B. Hagan’s Criminal History ¶ 12 Hagan challenges the district court’s finding that he had “consistent law enforcement contact and convictions and a lack of compliance.” He suggests that this finding is inaccurate because (1) for four years, he had only traffic and protection-order-related offenses that resulted in fines; and (2) during certain windows of time, he “did well” on probation.
¶ 13 We discern ample evidence in the record to support the challenged finding. The district court relied on the Presentence Investigation Report (PSIR), which Hagan did not dispute. The PSIR shows that Hagan was charged with criminal misdemeanors, a drug felony, and a felony in eight other cases in 2015, 2017, 2020, 2021 and 2022. In four of the cases, the charges included violation of a protection order, establishing a lack of compliance with court orders. Hagan pleaded guilty in five cases, and in three of them he was sentenced to probation. His probation was revoked multiple times, establishing a history of noncompliance with probation.
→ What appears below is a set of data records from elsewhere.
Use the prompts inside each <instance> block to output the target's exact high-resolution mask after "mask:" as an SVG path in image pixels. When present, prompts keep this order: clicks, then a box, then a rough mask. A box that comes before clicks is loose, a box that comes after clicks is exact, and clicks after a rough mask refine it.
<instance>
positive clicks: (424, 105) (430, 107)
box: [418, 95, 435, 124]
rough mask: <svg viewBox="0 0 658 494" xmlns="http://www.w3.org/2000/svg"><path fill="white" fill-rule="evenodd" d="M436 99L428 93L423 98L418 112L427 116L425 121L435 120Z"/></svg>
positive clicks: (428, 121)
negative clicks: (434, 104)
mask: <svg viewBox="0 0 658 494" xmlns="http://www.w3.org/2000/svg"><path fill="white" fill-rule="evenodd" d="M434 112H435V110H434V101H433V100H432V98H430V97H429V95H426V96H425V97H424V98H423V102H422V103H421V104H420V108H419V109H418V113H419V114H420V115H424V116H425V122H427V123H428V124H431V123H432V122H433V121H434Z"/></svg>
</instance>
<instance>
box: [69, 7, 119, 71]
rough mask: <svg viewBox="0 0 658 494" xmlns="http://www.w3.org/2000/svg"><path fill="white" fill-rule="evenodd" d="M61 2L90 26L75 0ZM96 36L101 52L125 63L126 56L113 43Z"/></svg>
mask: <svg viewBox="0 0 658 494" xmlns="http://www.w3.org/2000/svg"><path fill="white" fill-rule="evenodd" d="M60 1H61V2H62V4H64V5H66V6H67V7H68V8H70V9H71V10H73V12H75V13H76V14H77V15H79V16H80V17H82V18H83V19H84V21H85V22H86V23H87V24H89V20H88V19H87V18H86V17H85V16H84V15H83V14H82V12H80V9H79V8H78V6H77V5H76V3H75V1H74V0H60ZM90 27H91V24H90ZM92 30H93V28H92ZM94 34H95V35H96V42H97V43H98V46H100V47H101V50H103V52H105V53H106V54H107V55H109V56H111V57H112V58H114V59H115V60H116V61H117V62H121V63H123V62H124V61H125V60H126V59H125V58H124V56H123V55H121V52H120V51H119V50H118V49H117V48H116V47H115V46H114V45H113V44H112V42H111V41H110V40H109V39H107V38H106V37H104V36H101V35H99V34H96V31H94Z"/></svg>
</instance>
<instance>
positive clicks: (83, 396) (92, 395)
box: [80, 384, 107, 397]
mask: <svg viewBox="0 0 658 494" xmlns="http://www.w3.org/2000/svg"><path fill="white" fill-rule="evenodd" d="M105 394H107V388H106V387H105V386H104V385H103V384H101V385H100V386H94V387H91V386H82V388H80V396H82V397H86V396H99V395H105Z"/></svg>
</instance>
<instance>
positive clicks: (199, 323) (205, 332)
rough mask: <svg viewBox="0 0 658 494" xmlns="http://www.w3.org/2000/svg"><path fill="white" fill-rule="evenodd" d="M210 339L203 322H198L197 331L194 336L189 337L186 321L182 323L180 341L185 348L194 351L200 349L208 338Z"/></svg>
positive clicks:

C. Double Jeopardy ¶ 14 Next, Hagan speculates that the district court “effectively imposed a harsher sentence upon him in this case as a means to
indirectly punish him” for a harassment conviction in a separate case. He points to the following facts: • Hagan’s probation revocation resentencing hearing for the harassment case was combined with the sentencing hearing in this case.
• The victim in the harassment case, N.B., who was also the first person to report Hagan’s sexual assault of E.H. to police, spoke at the hearing.
• During her statement, N.B. described her harassment-related experiences with Hagan, in addition to the circumstances of E.H.’s disclosure that Hagan was the father of her baby and how she reported the disclosure to police.
• N.B. noted that she had witnessed Hagan “be given leniency” by the courts and yet he repeatedly violated protection orders and probation conditions.
• N.B. asked the court to give Hagan the maximum prison sentence.
• The district court imposed a sentence that was close to the maximum of the stipulated range.
¶ 15 The record refutes Hagan’s argument that the district court inappropriately considered facts from the harassment case in imposing a sentence for this case. The court explicitly stated that although it had “heard about more facts” than those in this case, it found “very aggravating facts . . . just in considering the facts as it relates to the victim in this case.” The court then listed the aggravating facts related only to this case: Hagan’s ongoing manipulation of E.H., E.H.’s youth, the years-long duration of sexual assaults, Hagan’s position of trust role, and the fact that Hagan impregnated E.H. It said nothing to suggest that facts from the harassment case factored into its sentence for this case.
¶ 16 Because Hagan’s sentence is legal, based on appropriate considerations in the record, and factually supported, we will not disturb it. See id. IV. Disposition ¶ 17 The appeal is dismissed in part, and the sentence is affirmed.
JUDGE HARRIS and JUDGE SCHUTZ concur.